Traditional machine translation takes a complete sentence and translates it. Simultaneous interpretation — what human interpreters at the UN do — begins translating before the sentence ends, predicting how it will finish.

We use a transformer-based model fine-tuned for incremental translation. It processes input tokens as they arrive and outputs target-language tokens in real time, using a small future-context window (roughly 0.3 seconds of lookahead) to handle reordering between languages with different word orders, like English and Japanese.

3. Edge-first deployment

Even a perfect model adds nothing if the audio has to travel from a caller in Berlin to a data center in Virginia and back. We co-locate translation compute at 18 edge regions across North America, Europe, and Asia-Pacific. Every call is routed to the nearest inference node.

For most callers in major cities, round-trip model latency is under 30ms. Combined with ASR and synthesis time, total latency — from the speaker's lips to the listener's ear — lands between 70–110ms in typical conditions.

Text-to-speech: the final mile

The translated text still needs to be spoken. Our TTS synthesis runs in parallel with translation — we start generating audio for early tokens while later tokens are still being translated. By the time the full sentence is translated, the first two seconds of audio are already rendered and buffering for playback.

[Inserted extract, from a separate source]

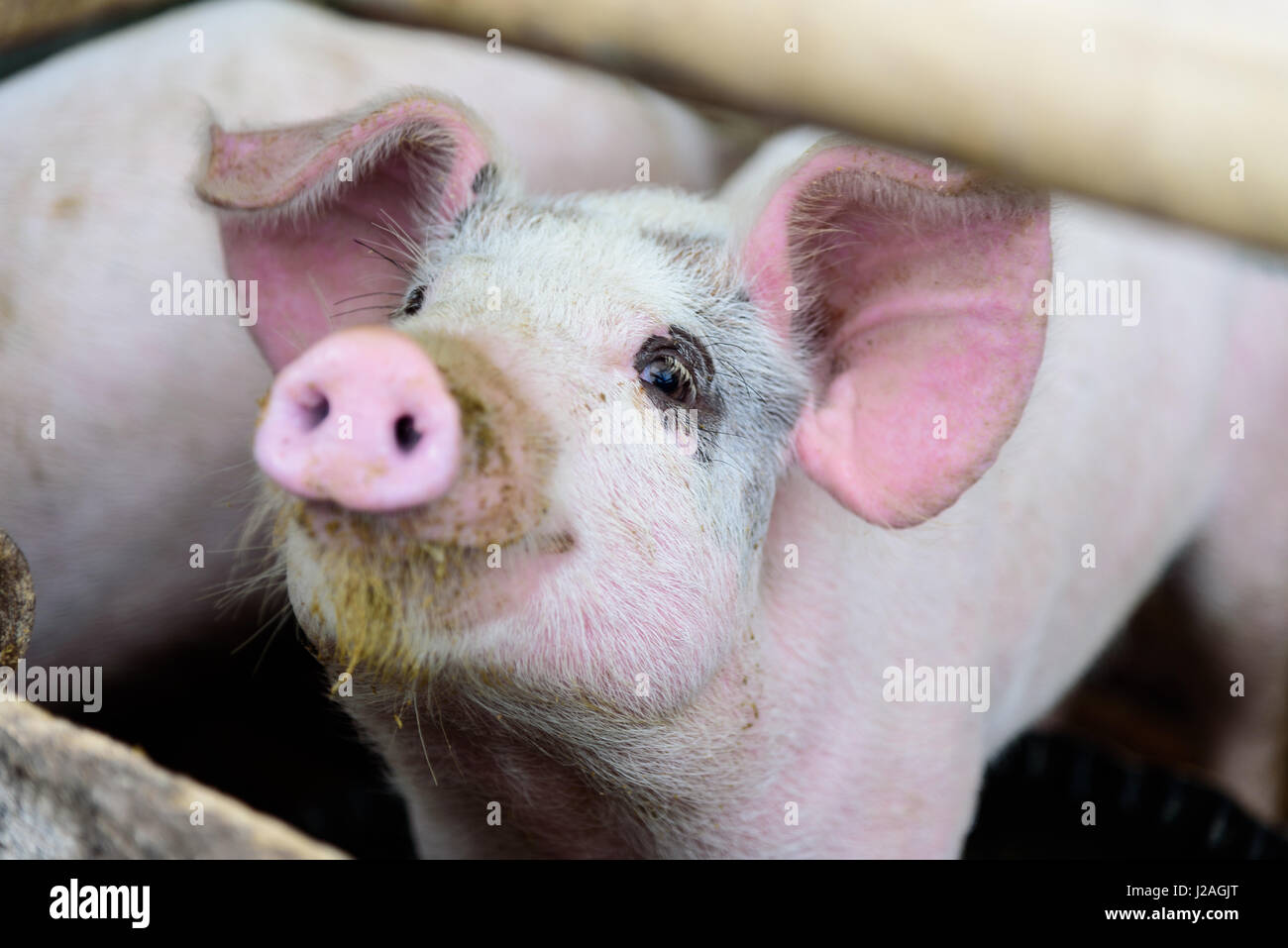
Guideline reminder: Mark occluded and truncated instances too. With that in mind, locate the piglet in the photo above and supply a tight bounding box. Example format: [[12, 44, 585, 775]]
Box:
[[0, 0, 730, 670], [198, 93, 1288, 857]]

What we still can't solve (yet)

Some language pairs with very different syntactic structures — notably SOV languages like Japanese and Korean paired with SVO languages like English — still require longer lookahead to produce natural-sounding translations. We're currently at 95ms median latency for EN↔ES and EN↔FR, but EN↔JA sits at 140ms median. We're working on it.

Open benchmarks

We publish our latency benchmarks publicly, measured across 50 language pairs at three times daily. You can view them at parley.ai/benchmarks. We believe transparency builds trust — and keeps us honest about where we still have work to do.